I lie awake at night, alone in my bed, wondering why I'm here.

I'm surrounded by darkness.

It's starting to get cold.

I'm on my own with no one to lean on.

My entire world has been torn apart.

There's nothing left but sorrow.

There's no daylight to guide me.

I'm in a lot of pain, and I'm holding back a lot of anger in my soul.

Suicidal medications appear to be the only option.

It turns out to be a deception, just like the smile I wear every day.

I know I'm smiling outside, it's the mask I put on for everybody.

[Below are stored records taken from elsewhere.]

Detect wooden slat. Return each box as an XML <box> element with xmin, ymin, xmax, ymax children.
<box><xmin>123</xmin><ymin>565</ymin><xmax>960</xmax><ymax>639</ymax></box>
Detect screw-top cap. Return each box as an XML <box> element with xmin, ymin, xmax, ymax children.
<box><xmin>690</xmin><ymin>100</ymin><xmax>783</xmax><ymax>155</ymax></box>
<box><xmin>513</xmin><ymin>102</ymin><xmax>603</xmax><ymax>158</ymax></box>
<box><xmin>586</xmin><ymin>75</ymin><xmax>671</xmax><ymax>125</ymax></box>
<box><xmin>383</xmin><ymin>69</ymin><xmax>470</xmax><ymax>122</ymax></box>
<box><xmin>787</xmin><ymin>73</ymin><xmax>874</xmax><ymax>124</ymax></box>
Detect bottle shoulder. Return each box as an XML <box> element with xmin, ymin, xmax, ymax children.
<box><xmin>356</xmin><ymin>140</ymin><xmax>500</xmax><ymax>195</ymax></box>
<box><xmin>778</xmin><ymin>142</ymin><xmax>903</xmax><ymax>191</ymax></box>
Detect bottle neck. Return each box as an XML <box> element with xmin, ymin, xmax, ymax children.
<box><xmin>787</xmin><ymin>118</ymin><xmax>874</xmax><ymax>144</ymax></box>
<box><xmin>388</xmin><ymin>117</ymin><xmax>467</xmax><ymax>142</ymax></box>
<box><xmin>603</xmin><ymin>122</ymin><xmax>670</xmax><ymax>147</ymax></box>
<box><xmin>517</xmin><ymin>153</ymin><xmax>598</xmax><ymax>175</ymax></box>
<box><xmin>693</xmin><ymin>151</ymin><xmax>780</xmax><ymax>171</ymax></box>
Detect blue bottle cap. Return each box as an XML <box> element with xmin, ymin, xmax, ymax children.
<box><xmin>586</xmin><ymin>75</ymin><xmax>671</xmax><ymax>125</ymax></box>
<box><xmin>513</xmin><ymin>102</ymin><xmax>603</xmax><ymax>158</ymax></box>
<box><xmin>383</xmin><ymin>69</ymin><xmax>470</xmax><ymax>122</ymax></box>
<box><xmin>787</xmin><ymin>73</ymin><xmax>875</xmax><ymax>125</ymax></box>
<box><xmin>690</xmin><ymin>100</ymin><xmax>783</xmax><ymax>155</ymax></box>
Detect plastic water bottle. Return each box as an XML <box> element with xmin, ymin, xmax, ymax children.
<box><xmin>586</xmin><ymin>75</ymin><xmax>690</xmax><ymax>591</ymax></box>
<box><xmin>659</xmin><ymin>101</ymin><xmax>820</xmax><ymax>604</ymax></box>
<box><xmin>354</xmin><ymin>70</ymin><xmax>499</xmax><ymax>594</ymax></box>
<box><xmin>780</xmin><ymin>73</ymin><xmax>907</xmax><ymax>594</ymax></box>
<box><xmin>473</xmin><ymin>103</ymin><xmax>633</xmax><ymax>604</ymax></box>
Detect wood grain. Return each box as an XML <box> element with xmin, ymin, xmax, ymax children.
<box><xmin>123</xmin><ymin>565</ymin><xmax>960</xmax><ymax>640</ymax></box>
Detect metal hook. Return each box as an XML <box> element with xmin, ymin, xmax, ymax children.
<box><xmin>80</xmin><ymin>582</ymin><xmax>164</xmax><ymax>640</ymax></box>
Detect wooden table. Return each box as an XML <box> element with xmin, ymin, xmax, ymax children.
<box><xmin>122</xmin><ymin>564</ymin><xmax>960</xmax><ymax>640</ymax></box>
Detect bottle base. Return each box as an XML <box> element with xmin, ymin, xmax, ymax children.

My soul is already dead nothing left inside but only emptiness.

Explanation:

My poem is made of a dark tone that mixes the feeling of depression, suicide, sorrow,
and pain not only that you can feel the mood of my poem is heavy in presence I can
guarantee that you will not read it more than 3 times because of the heaviness and the
unsettling feel of the poem, first-person view is the point of view of my poem because I
used the words I and My and if you notice the way I set my poem is in a particular place
and that is in my bedroom. Lastly, my poem is more descriptive style because I focus
more on the event that happened to me.
My poem is a demonstration of my life after I get bullied for almost 5 years and countless
rejections by the people that surrounds me, it hurts a lot I don't know what to do and all
the things you will read in my poem are the disaster I must face for almost 3 years to get
fully recover but the recover I made is different, being alone and quiet is the resolve I
choose I don't want to be vengeful that's why I choose to be alone and quiet and I'm glad I
made this far even though how much pain I must go through to move on and that one line
in my poem said suicidal medication it was the truth I planned to end my own life with
the different things I watch in youtube on how to suicide using medications that
commonly see in our house and I tried it but it never takes effect I'm still alive, maybe it
was God planned to give me a second chance of life but that life is super different from
my previous and which is my soul becomes empty there's nothing left in me only pain
and sorrow. Now I'm doing my best to live in this world with that kind of life.